As I dropped, it seemed to me that the piece at my knee pulled rather easily. In apparent slow motion, I flipped upside down and rapidly approached the ground, head first and backwards. Finally, with an abrupt, yet springy halt, I stopped just short of the rocks and brush at the base of the wall. Just as the rope pulled tight, the back of my head smacked against the granite, and blood shot out in abundance. I had an incredible rush of adrenaline and a hollow feeling in the pit of my stomach; I was shaking all over. Tom yelled, “Are you okay?” I quickly flipped onto my feet and realized that, other than the hole in my head, I was actually okay. I did, however, have some kind of strange sympathetic neck sensation, knowing that if I had gone six inches further, I would have snapped my neck.
I tried to untie from the harness, but the knot had pulled so tight I couldn’t get it undone. Thomas volunteered to run down to the other climbers to get a knife. Before he left, he gave me his T-shirt to help slow the profusion of blood from my head.
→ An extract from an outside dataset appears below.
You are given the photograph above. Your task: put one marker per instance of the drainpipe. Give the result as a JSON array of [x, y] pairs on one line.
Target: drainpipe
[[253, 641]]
While Thomas was gone, I looked for my glasses that dropped during the fall. I saw them, but didn’t retrieve them right away. I continued to fiddle with the knot; soon Thomas was back and we cut the rope. At this point, I walked over to the base of the climb, took out the first piece of gear I had placed, picked up the rack, looked up at the wall and noticed that, strangely, the rope was not running through the number 3 Camalot. Rather, it was five feet lower through the 3.5 Camalot. However, the higher number 3 Camalot, the piece that was at knee level when I fell, was still in place. Confused, I put on my glasses and continued down the trail.
I was feeling well enough where we opted not to drive to the hospital in Tahoe. Instead we headed towards home in Auburn. Within two hours of taking the fall, I was in a small office with a doctor and three nurses. They shaved part of my head, injected anesthetics and cleansers directly into the wound, and ultimately sewed me up with eight stitches, telling me the whole time how lucky I was. Meanwhile, I continued to replay the events of the morning in my mind, always wondering, how did the rope come unclipped from the blue carabiner?
For the next several days, I hung around my house thinking about climbing. I spent a lot of time on the phone with friends who called to offer their condolences, express their happiness that I was okay, and ask what had happened. I decided that the following Tuesday I would return to Lovers Leap, pick up the gear that I had left, and go climbing to see how it felt to be out on the sharp end once again. After my fall, we had arranged with Brent and Steve, the two friendly climbers with the knife, to remove my gear from the climb and leave it at Strawberry Lodge for me to pick up later. When I walked into the lodge, the day manager, Mary, greeted us. As she handed me the gear, I was shocked to discover that the blue Quicksilver carabiner that had been clipped to the number 3 Camalot was actually broken in two. In over thirty years of climbing I had not seen or heard of a ’biner actually breaking in a “routine” fall; I was stunned. Climbing gear just doesn’t break. When I later talked to both Steve and Brent they relayed how when Steve had rappelled the route to clean the gear, he was horrified to come to a Camalot with a broken ’biner hanging limply from the sling. The two climbers sat at the base of the climb pondering, “How did that guy break a carabiner?”
I am happy to report that I put the broken carabiner in the trunk, grabbed the rest of my gear, and we headed off for a great day of climbing at Lovers Leap. I did, of course, wear my helmet, and it was amazing the sense of comfort that I had.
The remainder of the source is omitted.